With so little non-verbal and real-time feedback, it’s difficult to tell if people on the other end of the video line are with you.
“Ask a question and there’s silence. You feel like you’re talking to empty air,” says Keeley Sorokti, director of knowledge sharing at the Chicago-based non-profit Ounce of Prevention Fund.
Another source of stress, researchers have found, is that a mirror or video camera trained on study subjects causes them to see themselves the way they think others do.
“When you look in a mirror, what you tend to see is your objective self,” says Amy Gonzales, assistant professor at UC Santa Barbara who studies media and identity.
“I guess my nose is kind of big. Maybe I do need some wrinkle cream.”
Zoom says it offers a control to block the mirror image.
Images of framed heads of varying sizes are disconcerting, as are the giant faces of speakers. Audiences are particularly sensitive to images of people, especially when they are too big and too close. In an early study of physiological responses to media, researchers at Stanford found that larger screens — 142cm compared to 33cm — activate the sympathetic nervous system associated with the fight-or-flight response — likely in part because they made images look closer and more threatening.
On Zoom and other services a speaker can seem uncomfortably close and gazing, users say. A body of research on eye contact, a potent social cue, indicates that can be disturbing. In an early study, participants were monitored by EEG as they were stared at from distances of 60cm to 10m. Electrical brain activity reflects biochemical changes that can stimulate a range of physiological states including high alert and fight-or-flight. In this study, the brain activity of the participants peaked when the researcher stared directly into their eyes from a distance of 60cm.
On video, the biochemistry of communication probably changes in other ways. Studies indicate that face-to-face conversation results in the release of neurotransmitters like dopamine, linked to feelings of pleasure, and the hormone oxytocin, according to psychologist Susan Pinker.
Oxytocin, a byproduct of synchrony, facilitates communication. Studies of biochemical reactions that occur while communicating by text, social media and telephone suggest “we get more biochemical bang for our buck during face-to-face contact because it offers a richer stream of social signals,” she says.

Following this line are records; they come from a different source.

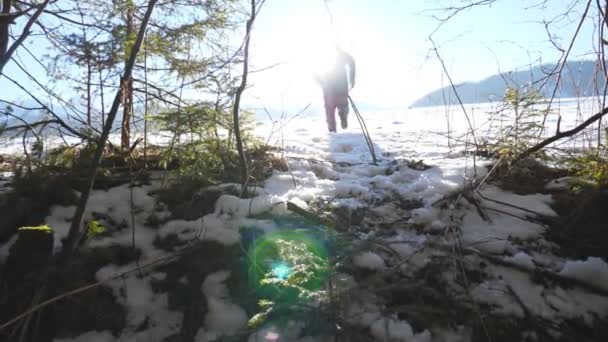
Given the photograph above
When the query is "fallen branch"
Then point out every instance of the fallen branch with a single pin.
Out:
(561, 135)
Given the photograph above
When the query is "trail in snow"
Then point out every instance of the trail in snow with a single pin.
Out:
(402, 225)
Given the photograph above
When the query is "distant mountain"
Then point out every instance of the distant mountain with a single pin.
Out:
(579, 78)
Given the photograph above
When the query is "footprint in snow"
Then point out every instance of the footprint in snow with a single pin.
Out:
(344, 148)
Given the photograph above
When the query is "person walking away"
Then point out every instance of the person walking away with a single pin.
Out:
(336, 84)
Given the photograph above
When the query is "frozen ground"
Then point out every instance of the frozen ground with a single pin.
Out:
(406, 231)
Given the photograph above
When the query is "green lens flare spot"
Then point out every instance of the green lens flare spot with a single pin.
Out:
(281, 270)
(288, 263)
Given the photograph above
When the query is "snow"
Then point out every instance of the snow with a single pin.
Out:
(555, 304)
(369, 260)
(593, 271)
(143, 305)
(522, 259)
(336, 169)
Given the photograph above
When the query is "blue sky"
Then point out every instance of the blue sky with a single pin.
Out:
(389, 40)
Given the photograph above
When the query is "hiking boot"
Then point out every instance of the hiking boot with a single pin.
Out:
(343, 118)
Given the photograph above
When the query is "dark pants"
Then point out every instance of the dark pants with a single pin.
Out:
(333, 101)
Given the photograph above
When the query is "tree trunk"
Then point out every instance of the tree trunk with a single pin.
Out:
(89, 73)
(127, 95)
(237, 100)
(74, 234)
(5, 23)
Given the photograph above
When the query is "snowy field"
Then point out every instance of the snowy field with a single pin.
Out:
(336, 168)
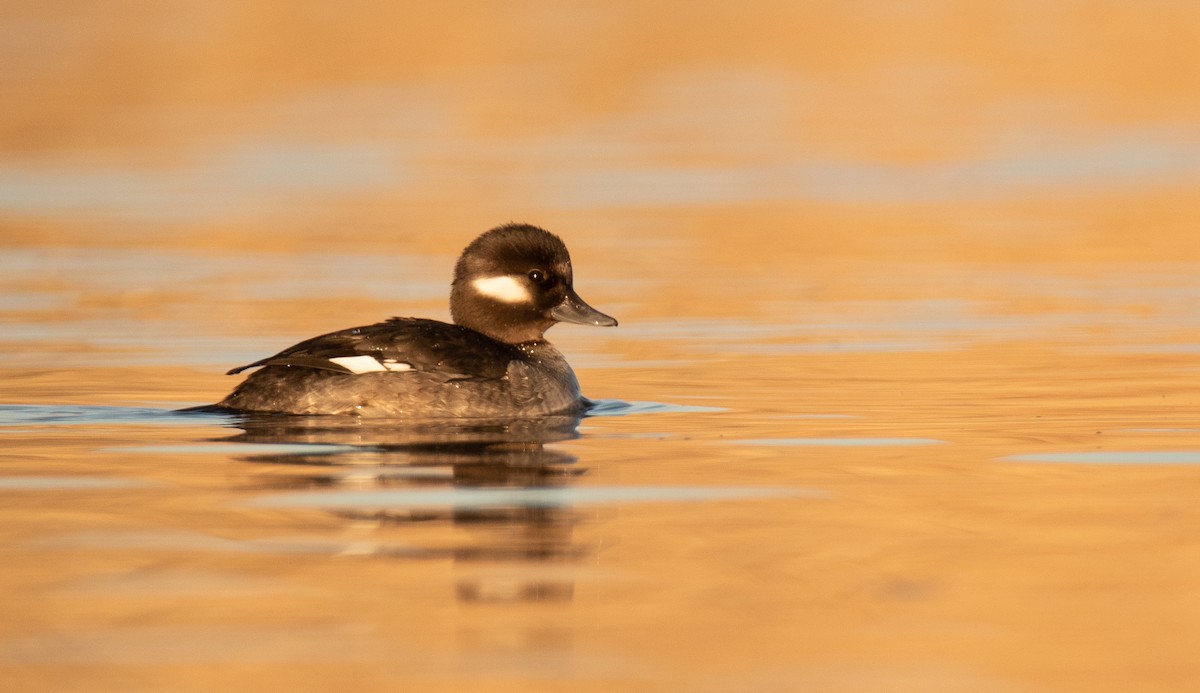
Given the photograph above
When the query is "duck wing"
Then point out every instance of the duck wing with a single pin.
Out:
(400, 344)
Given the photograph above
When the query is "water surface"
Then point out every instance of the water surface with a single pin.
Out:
(904, 393)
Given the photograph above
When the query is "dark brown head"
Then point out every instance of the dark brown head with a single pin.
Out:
(514, 282)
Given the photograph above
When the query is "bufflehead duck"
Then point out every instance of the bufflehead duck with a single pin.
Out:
(510, 285)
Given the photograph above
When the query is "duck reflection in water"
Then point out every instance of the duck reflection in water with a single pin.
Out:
(401, 465)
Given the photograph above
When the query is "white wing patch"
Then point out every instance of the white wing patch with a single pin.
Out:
(503, 288)
(360, 365)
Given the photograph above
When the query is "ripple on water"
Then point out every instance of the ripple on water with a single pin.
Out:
(67, 483)
(538, 496)
(1109, 457)
(838, 441)
(621, 408)
(13, 415)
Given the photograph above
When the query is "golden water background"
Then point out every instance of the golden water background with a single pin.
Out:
(917, 282)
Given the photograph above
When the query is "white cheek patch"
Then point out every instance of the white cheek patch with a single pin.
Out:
(503, 288)
(359, 365)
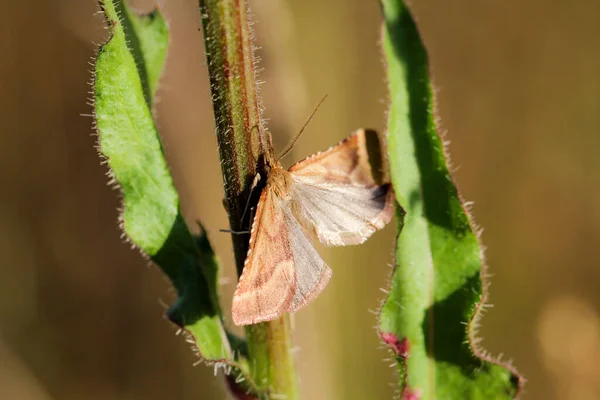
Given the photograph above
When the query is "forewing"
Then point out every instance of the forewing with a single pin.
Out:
(312, 274)
(343, 214)
(336, 193)
(346, 163)
(268, 283)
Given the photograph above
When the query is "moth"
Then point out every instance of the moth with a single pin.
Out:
(331, 194)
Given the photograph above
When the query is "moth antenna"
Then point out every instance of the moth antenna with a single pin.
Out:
(291, 144)
(255, 181)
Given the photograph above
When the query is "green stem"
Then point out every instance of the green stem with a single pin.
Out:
(243, 147)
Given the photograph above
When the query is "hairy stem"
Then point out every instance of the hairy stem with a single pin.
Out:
(243, 147)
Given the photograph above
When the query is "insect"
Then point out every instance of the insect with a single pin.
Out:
(331, 194)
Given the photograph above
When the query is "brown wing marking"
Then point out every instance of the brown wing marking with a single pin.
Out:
(267, 285)
(345, 163)
(337, 194)
(312, 274)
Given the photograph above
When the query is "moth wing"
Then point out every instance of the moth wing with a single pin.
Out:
(346, 163)
(337, 194)
(312, 274)
(268, 282)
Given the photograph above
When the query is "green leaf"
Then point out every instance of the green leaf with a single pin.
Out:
(126, 75)
(430, 317)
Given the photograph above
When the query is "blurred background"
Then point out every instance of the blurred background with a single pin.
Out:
(81, 315)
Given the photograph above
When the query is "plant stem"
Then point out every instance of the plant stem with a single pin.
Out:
(244, 145)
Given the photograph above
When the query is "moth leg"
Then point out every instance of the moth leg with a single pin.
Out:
(234, 232)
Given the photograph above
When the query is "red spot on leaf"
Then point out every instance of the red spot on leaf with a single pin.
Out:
(409, 394)
(400, 347)
(237, 390)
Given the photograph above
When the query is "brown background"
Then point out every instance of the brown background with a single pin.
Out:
(519, 98)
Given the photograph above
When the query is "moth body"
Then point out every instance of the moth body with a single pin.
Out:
(331, 194)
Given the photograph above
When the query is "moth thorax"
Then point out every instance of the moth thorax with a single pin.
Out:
(280, 181)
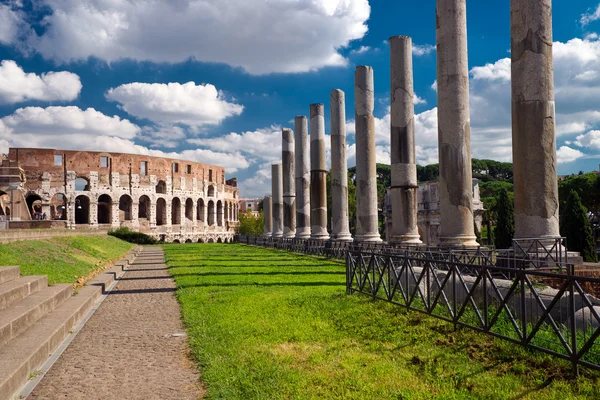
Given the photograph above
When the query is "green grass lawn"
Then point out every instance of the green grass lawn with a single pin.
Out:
(63, 259)
(266, 324)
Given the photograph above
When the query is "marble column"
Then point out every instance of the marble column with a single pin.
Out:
(367, 227)
(268, 217)
(318, 174)
(302, 167)
(533, 123)
(289, 186)
(277, 202)
(454, 132)
(340, 228)
(402, 135)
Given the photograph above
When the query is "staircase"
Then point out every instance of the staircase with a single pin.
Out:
(35, 318)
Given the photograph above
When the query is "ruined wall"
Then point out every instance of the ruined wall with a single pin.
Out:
(166, 198)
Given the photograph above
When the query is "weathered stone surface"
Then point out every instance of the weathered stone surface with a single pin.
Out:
(340, 229)
(402, 130)
(318, 173)
(533, 123)
(302, 168)
(289, 186)
(454, 133)
(277, 202)
(268, 216)
(367, 229)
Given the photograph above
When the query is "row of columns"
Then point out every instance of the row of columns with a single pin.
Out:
(295, 202)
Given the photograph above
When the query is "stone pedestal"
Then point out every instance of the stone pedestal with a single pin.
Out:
(340, 228)
(277, 192)
(367, 229)
(289, 186)
(268, 217)
(318, 174)
(454, 132)
(533, 123)
(402, 130)
(302, 172)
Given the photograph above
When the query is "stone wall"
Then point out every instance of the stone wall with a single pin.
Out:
(166, 198)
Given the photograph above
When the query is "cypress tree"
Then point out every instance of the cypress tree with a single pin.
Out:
(505, 224)
(575, 226)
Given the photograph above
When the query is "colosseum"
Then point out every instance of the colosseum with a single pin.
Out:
(171, 200)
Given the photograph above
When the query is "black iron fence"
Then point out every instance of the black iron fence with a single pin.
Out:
(529, 295)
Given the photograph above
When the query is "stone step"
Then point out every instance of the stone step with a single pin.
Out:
(21, 315)
(27, 352)
(8, 274)
(18, 289)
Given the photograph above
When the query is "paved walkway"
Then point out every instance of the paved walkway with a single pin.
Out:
(127, 349)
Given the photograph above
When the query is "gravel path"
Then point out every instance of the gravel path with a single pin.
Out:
(127, 349)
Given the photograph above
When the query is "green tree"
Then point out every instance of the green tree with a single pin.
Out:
(250, 224)
(505, 221)
(575, 226)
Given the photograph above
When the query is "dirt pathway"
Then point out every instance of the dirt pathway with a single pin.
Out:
(132, 347)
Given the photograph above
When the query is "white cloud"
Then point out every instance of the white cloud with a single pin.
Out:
(174, 103)
(590, 17)
(566, 155)
(423, 50)
(590, 140)
(17, 86)
(261, 36)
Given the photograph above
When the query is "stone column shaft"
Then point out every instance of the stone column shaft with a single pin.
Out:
(268, 217)
(367, 226)
(454, 132)
(402, 130)
(302, 174)
(289, 186)
(277, 191)
(318, 173)
(533, 123)
(340, 226)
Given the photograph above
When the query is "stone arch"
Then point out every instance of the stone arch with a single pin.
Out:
(58, 207)
(144, 207)
(82, 210)
(219, 213)
(175, 211)
(82, 184)
(189, 210)
(211, 213)
(104, 209)
(161, 187)
(200, 211)
(34, 204)
(161, 212)
(125, 208)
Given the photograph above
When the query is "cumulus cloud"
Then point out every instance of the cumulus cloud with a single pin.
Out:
(590, 140)
(423, 50)
(17, 86)
(174, 103)
(566, 154)
(262, 36)
(590, 16)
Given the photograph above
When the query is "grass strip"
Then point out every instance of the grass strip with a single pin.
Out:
(66, 259)
(287, 330)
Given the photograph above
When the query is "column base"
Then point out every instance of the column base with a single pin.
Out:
(369, 237)
(458, 241)
(407, 239)
(345, 237)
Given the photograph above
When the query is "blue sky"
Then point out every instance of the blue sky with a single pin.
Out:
(215, 81)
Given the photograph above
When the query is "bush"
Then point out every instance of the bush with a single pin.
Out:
(130, 236)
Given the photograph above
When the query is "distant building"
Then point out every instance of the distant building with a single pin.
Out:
(429, 211)
(250, 204)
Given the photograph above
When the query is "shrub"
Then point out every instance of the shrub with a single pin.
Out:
(130, 236)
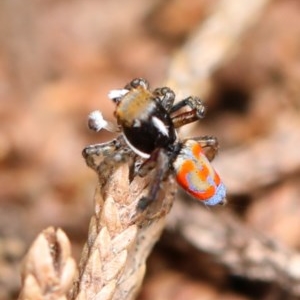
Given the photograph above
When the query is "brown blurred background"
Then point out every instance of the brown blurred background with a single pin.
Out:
(59, 59)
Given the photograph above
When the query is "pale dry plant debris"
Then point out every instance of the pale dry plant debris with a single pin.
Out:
(244, 251)
(48, 268)
(211, 45)
(120, 237)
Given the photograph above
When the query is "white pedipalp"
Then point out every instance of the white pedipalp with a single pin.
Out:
(113, 94)
(96, 122)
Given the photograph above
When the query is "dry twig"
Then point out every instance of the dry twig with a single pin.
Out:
(211, 45)
(120, 238)
(48, 269)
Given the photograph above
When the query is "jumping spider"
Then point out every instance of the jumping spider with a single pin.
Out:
(148, 121)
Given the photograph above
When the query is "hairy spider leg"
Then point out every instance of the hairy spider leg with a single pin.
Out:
(209, 144)
(161, 160)
(166, 96)
(197, 111)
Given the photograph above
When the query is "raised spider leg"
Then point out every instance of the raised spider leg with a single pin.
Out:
(167, 97)
(162, 167)
(210, 143)
(197, 111)
(133, 84)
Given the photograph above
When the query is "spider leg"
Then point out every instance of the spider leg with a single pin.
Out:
(197, 111)
(166, 96)
(210, 145)
(161, 159)
(136, 83)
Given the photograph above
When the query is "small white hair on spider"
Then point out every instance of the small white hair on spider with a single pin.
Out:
(96, 122)
(115, 94)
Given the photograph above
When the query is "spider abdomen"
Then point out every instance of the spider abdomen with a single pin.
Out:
(196, 176)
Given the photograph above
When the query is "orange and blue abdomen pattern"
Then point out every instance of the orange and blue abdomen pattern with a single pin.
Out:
(195, 174)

Zoom has replaced the conference table, which has scrambled the office pecking order. That too is disorienting.
“On Zoom, you might have the power seat at the conference table but you really don’t know,” says Steve Harrison, associate professor at Virginia Tech and director of its Human-Centred Design Program. “There’s no way to control your location.”
What lands somebody in the top left of the grid? Bailenson thought it was the person who called the meeting until two of his students kept beating him to the top spot. They told him that power position went to the first to arrive. Harrison believes it’s the algorithm that decides.
Zoom says the order of the grid is first-come first-served depending on when people join with video turned on. If a user turns off the video, he or she goes to the end of the line. If a group is too big to fit on a page, Zoom tries to move the most recent speaker onto the first page to replace a less active speaker.
Harrison believes this could change a lot about office politics, especially if video conferencing becomes the de facto office meeting as more companies say they plan to have workers work from home.
“How do you become a valued team member on Zoom?” Harrison asks. “Will the notion of leadership be distorted by the people who are able to manipulate the medium?”